The Triplex Radeon 9600 REDai 128MB, to give it its full title, isn't as extravagantly packaged as some recent cards. A simple white-ish box is smaller that most, too.

A funky silver-coated PCB and a cooler that belongs on the Starship Enterprise mark this card out from the generic, homogenous offerings we've been witness to recently. The 9600 Pro is built on a 0.13-micron manufacturing process and doesn't require an auxillary power connector found on the more power-hungry Radeons higher up in the range. Most casual observes would reckon that the silver PCB is just a nod towards pure looks, but Triplex maintain that silver is integral to achieving a low board temperature (it's a decent conductor, after all) and reducing EMI interference. The card did feel pretty cool when touching it under heavy GPU load. On the left-hand side of the cooler is Triplex's wireless TV-Out and VIVO interface. The TV-Out module is available separately, and also with an upgraded version of this card.

The cooler seems to be a concerted exercise in form over substance. As you can see from the above picture, the upper part of the cooler doesn't do very much at all. The actual cooling apparatus is a small ribbed aluminium cooler that's attached to the board via two pushpins. We feel as if a little more care is needed with the cooler's attachment to the PCB, because our sample's was free to move around with the minimum of force. Indeed, initial benchmarking was fraught with random lockups and reboots. The culprit, it transpired later, was the poorly applied cooler.

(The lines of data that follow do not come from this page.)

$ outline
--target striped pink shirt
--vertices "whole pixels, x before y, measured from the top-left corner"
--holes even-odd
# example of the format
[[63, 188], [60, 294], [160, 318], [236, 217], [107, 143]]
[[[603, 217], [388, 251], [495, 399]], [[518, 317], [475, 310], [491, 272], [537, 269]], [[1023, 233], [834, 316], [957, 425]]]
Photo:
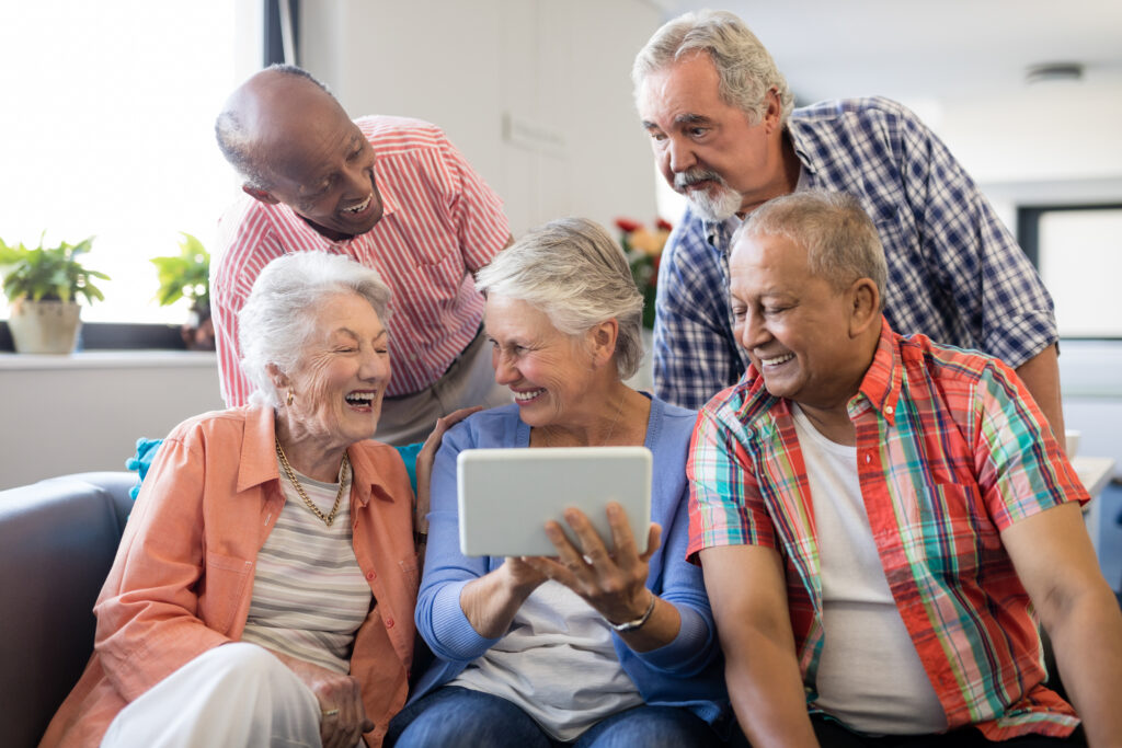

The RV350 in all its naked glory. Triplex had the care and attention to add a smidge of thermal paste between the VPU and cooler. Adding a thick lashing of Artic Silver 3 and re-attaching the cooler appeared to stabilise the card for benchmarking purposes.

Samsung DDR700MHz-rated chips find their way on to the Triplex REDai. These are exactly the same chips found on our Crucial Radeon 9800 Pro; a card that's vastly more expensive. 128MB of TinyBGA of 2.8ns chips is some specification for a midrange card. You'll not bee too shocked to learn that this is no standard 9600 Pro. The Triplex bumps up the VPU's speed from the standard 400MHz to a conservative 420MHz. Memory speeds, on the other hand, rise from the standard 600MHz to the 9800 Pro's 680MHz. That's not to say that this card has similar bandwidth and greater pixel-pushing power than ATi's flagship card, because the 9600 Pro uses half the rendering pipes (four vs. eight) and half the memory bus (128-bit vs. 256-bit) of the 9800 Pro. There are other technological differences that allow the premier card to function better than this midrange accelerator.

Nothing much to get excited about here. Triplex don't intend to launch a dual DVI version in the near future. If you were wondering where the title REDai name is derived from, wonder no longer.

It's red, it looks like an eye, and it resembles my eyes the morning after a heavy session on the intoxicating kind of juice.